Most years, there is a day or two when major sports aren’t on the docket.
The day after Major League Baseball’s All-Star game is often quiet, with no games to watch or scores to follow, as the NFL, NBA and NHL are in the offseason and baseball enjoys a short rest.
Aside from that, there’s not much that brings sports to a halt.
In the history of athletics at the University of Colorado, a few events have altered the schedule over the years, including the Colorado floods in 2013, the terrorist attacks on the United States in 2001 and the assassination of president John F. Kennedy in 1963.
World-wide concerns over the spread of the new coronavirus have caused an unprecedented situation, however. All major professional and college sports have been shut down for the foreseeable future, including all spring sports at CU and other colleges around the country.
The last time there was a major shut down at CU came during World War II, but even that didn’t cancel everything.
Here’s a look at how CU sports have been impacted by past events:
Colorado floods, September 2013: CU canceled a football game against Fresno State that was scheduled for Sept. 14 and later replaced it with an October game against Charleston Southern. Because the Buffs had a bye for the week of Sept. 21, the floods really only impacted one game. Other sports were minimally impacted, as the soccer team moved a home game against Denver to the Pioneers’ field in Denver and the volleyball team continued with a scheduled out-of-state tournament. That Fresno State game, by the way, is finally on the schedule again this year, slated as the Buffs’ home opener on Sept. 12.
Terrorist attacks of Sept. 11, 2001: College and pro sports around the country took a back seat in the immediate aftermath of the attacks, which came on a Tuesday morning and shut down most sports the rest of the week. CU had a nonconference football game against Washington State canceled; it was later played in 2004, ironically on Sept. 11, in Seattle instead of Pullman, Wash. The Buffs resumed their regular schedule the next week by hosting Kansas. Other sports were put on hold as well, but were back in action a week after the attacks.
Gulf War, August 1990-February 1991: More security was on hand for Super Bowl XXV that January, but college sports were not greatly impacted. CU football played on as scheduled and won a national title that season, while men’s and women’s basketball also continued as scheduled.
JFK assassination, Nov. 22, 1963: CU was scheduled to play at Air Force the next day, Nov. 23, but the two schools postponed the game until Dec. 7. About 35,000 fans were expected for the Nov. 23 game at the Academy and AFA officials originally said the game would go on as scheduled before postponing what was the regular season finale for both teams. According to news reports at the time, the armed services were ordered to “cancel social activities and entertainment” for 30 days Kennedy’s death, so Air Force needed permission from Washington, D.C., to reschedule the game. CU also needed to get permission from the Big Eight Conference, which prohibited regularly scheduled football games after Dec. 5. Both sides got permission and they played on Dec. 7 in front of 26,016 fans. Air Force rallied for a 17-14 win.
World War II, 1942-44: Although WWII began in 1939, the United States didn’t enter the war until after the attack on Pearl Harbor on Dec. 7, 1941. CU and many teams played full football schedules throughout the war, although many of the student-athletes were called to duty. CU’s travel in football was also limited; from 1943-45, the Buffs played out of state just four times (three times in Utah, once in New Mexico). The biggest impact at CU came in men’s basketball, as the 1942-43 and 1943-44 seasons were canceled, as the Navy was using CU’s facilities for training. Balch Fieldhouse, where the basketball team played, was used as sleeping quarters for the Navy. According to CU sports information director David Plati, there were several college basketball arenas around the country that were used by the military.

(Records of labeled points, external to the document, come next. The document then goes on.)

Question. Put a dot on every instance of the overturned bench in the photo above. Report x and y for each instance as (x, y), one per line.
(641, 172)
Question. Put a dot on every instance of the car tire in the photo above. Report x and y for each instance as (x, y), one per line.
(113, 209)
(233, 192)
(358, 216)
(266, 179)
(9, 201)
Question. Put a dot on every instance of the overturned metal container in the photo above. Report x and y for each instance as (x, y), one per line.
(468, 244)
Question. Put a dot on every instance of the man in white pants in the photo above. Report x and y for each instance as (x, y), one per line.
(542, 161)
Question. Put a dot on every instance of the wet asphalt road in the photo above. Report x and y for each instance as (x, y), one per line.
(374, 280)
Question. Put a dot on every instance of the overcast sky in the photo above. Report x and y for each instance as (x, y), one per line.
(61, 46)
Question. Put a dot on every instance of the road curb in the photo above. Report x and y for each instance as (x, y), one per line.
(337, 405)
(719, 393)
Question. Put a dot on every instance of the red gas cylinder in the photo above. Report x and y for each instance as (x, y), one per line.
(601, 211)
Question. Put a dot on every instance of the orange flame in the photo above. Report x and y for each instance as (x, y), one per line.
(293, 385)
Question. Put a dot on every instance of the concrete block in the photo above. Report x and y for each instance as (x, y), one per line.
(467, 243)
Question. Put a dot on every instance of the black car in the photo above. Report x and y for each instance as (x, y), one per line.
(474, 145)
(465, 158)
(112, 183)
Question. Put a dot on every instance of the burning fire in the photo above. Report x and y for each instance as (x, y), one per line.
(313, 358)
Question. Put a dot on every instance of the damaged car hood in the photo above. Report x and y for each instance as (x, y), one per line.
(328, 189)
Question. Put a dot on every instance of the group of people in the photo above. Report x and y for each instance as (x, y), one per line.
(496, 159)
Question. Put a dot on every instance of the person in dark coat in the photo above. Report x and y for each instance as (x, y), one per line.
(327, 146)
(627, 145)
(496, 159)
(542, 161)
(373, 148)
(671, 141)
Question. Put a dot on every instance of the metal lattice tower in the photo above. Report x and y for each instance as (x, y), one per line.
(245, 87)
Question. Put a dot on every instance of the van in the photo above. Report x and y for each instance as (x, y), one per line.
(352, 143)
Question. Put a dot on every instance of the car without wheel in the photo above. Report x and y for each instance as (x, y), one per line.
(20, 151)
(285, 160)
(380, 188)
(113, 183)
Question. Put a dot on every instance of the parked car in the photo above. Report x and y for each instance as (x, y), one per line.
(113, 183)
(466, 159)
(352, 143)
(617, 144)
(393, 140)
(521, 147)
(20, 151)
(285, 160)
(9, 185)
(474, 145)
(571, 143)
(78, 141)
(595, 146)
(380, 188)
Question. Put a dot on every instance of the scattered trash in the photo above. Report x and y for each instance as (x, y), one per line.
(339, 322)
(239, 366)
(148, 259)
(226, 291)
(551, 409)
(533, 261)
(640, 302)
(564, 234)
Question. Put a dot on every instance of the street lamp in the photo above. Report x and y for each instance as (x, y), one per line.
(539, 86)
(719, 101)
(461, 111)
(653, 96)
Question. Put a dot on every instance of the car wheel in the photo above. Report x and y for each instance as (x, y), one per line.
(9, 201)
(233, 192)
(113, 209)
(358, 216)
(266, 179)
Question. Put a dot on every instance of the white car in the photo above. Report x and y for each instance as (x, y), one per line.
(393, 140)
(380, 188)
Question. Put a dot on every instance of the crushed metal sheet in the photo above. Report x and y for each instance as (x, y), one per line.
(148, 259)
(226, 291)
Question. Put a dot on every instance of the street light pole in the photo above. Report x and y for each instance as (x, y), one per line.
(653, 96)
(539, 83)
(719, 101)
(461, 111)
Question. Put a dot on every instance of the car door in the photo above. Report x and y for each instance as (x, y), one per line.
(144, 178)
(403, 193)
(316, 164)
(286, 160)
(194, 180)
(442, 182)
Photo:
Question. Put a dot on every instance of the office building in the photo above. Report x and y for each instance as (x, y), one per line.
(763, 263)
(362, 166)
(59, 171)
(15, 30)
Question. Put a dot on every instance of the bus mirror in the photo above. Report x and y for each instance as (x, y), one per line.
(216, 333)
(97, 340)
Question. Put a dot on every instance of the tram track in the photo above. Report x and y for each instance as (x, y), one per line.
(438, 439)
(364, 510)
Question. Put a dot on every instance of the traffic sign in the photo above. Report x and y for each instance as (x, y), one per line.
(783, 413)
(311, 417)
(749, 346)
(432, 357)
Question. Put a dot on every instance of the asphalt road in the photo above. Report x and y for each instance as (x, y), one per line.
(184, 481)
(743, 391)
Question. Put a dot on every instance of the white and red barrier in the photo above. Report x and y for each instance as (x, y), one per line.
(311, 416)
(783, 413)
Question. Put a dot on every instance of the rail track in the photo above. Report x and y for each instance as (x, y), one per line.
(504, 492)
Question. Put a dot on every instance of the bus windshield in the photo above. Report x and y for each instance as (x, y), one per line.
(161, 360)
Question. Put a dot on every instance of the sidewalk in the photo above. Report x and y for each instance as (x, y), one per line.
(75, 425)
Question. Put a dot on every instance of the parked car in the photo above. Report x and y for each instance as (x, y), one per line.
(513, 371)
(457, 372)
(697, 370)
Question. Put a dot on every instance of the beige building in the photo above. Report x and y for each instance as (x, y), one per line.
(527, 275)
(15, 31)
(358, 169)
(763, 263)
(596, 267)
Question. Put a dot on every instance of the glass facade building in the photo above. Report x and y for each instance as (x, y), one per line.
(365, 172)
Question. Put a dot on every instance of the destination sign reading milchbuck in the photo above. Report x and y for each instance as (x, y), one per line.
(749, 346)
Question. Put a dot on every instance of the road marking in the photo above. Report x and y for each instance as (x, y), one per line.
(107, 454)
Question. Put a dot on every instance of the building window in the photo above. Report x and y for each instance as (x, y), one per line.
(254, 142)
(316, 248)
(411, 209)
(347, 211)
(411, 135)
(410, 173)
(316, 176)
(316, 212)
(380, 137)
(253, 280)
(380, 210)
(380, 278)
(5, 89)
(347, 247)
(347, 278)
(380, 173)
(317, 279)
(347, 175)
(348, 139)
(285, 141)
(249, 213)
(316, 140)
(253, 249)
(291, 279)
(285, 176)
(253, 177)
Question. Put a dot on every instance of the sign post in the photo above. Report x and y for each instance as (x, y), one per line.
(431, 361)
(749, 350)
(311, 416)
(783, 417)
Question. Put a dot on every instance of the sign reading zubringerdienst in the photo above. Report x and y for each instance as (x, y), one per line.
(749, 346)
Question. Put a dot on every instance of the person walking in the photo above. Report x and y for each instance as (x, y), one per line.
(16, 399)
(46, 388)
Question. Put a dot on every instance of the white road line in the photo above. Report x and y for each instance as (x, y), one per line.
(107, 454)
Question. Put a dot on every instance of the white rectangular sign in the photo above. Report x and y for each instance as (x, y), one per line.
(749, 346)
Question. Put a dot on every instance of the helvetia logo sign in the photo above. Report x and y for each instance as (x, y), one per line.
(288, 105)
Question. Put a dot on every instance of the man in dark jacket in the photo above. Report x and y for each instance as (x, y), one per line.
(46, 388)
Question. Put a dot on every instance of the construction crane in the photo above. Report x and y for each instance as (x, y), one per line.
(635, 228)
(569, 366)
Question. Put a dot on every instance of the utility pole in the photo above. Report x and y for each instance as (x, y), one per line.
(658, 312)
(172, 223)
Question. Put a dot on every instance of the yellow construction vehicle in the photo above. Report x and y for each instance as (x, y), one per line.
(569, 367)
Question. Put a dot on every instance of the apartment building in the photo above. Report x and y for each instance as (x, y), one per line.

Influenza pandemic (Spanish flu), 1918: Throughout much of World War I, from 1914-17, CU and most schools continued to play full football schedules, although many of the student-athletes did serve in the war. In 1918, the final year of the war, first-year CU head coach Joe Mills took over a team that had just one returning letterman, Les Eastman, because of military service. Three key players were taken away from the Buffs before the season when the War Department called them to the Reserve Officers’ Training Corps. It was the flu pandemic that caused the 1918 season, which normally started in October, to begin late, however. The pandemic was the most severe in recent history, with about a third of the world population becoming infected and roughly 675,000 deaths in the United States, according to the Centers for Disease Control and Prevention. In early October of 1918, the flu was spreading quickly and CU abandoned football. State health officials then banned public gatherings and closed many schools, including CU. After being closed for five weeks, CU re-opened on Nov. 11, while state schools had to revise their football schedules. CU began its shortened season with a 9-0 loss to Northern Colorado on Nov. 16. The Silver and Gold, as the Buffs were known then, played their entire five-game schedule in a three-week period and without traveling any farther than Denver. College football was really the only major sport impacted. The Major League Baseball season was over in early September and the NHL season began on time in late December. The NFL and NBA did not yet exist. The CU basketball team, also coach by Mills, basically played a full season, although it started on Feb. 1, a couple weeks later than usual.